After writing The Zsa Zsa Zsu, I started thinking about fashion and to what extent the role clothing and costume play in attraction. Again, I use my love of women’s magazines. Glamour.com has a column called “guy pretty vs. girl pretty,” which brings up the old question—do women dress to impress men or other women? I often lean towards impressing other women and I remember asking a guy in truth or dare in high school what kind of girl he liked, fashion wise; he said a laid back girl in sweats. Yet, women all around the world, past and present, don crazy outfits to fit in with current fashions.
While I don’t actively dress based on what I think guys like on a regular basis, I have been known to wear low-cut shirts while seeing a “boob guy.” Especially when feeling frisky. But I frequently see other women wearing short skirts or low-cut tops, sometimes both, and often times in inappropriate settings (i.e. museum on a Sunday afternoon). I’m assuming this style of dress is to attract men, because the amount of cleavage on display is distracting even to me!
I was at the MFA when I started thinking about the history of fashion. At the time, I was pretty convinced man-attracting-fashion was a modern phenomenon. After watching The Importance of Being Earnest and looking at portraits in the museum, I thought to myself, “no man could consider that sexy!” Clothing covered everything and was incredibly intricate and fussy. It gives me a headache thinking of how women got their clothing on everyday. The women looked stiff and hard; if you tried to hug or touch them, you’d get hurt.
Then, after reading The Evolution of Calpurnia Tate and using my brain, I realized, “duh,” Indigo, “corsets!” A conversation between Calpurnia and her grandfather explains it all: “’It’s funny,’ I said, ‘that girls have to be pretty. It’s the boys that have to be pretty in Nature. Look at the cardinal. Look at the peacock. Why is it so different with us? ‘Because in nature it is generally the female who chooses,’ he said, ‘so the male must clothe himself in his finest feathers to attract her attention. Whereas your brother gets to choose from the young ladies, so they have to do their best to catch his eye’” (Kelly, 366).
Apparently men have always had a thing for women’s curves. A friend of mine once said women’s chests remind men of buttocks, and it is a sign of fertility; hence their attraction.
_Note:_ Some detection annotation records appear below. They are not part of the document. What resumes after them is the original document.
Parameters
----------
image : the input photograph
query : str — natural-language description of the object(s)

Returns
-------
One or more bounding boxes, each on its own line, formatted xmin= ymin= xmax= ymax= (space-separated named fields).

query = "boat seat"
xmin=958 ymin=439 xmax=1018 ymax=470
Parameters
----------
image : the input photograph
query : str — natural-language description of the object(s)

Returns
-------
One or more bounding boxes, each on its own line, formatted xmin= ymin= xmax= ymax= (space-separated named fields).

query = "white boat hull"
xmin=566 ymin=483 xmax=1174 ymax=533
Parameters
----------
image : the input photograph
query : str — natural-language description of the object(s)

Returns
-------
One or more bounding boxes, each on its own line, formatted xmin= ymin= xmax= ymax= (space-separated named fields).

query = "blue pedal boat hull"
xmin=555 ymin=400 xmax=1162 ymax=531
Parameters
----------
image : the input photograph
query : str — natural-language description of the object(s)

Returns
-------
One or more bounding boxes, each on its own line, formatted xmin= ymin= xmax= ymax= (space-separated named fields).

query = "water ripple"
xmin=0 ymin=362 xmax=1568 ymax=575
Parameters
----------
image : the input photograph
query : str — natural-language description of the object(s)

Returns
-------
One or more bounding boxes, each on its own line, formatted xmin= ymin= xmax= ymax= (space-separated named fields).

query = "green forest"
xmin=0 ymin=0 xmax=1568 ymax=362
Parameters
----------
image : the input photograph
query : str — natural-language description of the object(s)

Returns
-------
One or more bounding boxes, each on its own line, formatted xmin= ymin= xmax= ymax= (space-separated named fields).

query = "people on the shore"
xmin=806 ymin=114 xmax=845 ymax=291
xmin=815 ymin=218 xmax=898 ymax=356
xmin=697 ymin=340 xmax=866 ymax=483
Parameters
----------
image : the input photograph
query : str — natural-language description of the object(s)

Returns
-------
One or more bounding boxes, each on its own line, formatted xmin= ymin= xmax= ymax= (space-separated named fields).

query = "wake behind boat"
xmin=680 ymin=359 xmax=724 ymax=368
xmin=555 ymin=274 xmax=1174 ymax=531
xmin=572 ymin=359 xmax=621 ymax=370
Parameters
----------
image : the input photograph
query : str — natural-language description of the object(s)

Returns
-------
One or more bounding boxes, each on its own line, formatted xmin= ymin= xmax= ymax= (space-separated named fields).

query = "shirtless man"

I suppose it’s also what distinguishes male from female on the most primitive level. The twenties are the only era, to my knowledge, that women attempted to de-emphasize their bits and bobs. Think about it, corsets push everything up, while simultaneously making bottoms look bigger by comparison to the teeny tiny waist.
So, even though women were covered from head to toe, they used fashion to draw attention to themselves—to make them stand out from the crowd. Just as women do today.